The sauce work comes into play in Locust’s fish of the day, perhaps on a plate of fried curried halibut or roasted Dover sole with seaweed-crab-txakoli-butter sauce. Grilled mackerel has appeared with a mackerel roe mayonnaise.
If you’re tempted, as I was, to skip the kakigori, don’t. On the day of my visit, it was shaped like a loaf of bread (the size of one too), filled with passion fruit curd and topped with a marshmallow fluff bouffant and salted caramel. Though intimidating after all the tartare, it was refreshing and just-sweet, dissolving by the spoonful like new snow.
By now, the kakigori, dumplings and tartare feel like forever staples; they have a fan base. But Moran assures me as soon as his team gets bored with a dish, they’ll kick it off the menu.

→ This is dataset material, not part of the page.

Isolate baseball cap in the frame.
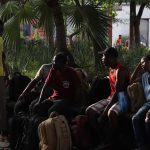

“In this format, we can play and constantly evolve without having to do kitchen rebuilds or move spaces. I definitely want to get closer to what I first started to cook, more Irish and British,” he says. “The older you get, the more you love the idea of a perfectly cooked piece of fish with a perfect sauce. It actually becomes more exciting. I can’t stop thinking about it. That’s kind of where we want to go.”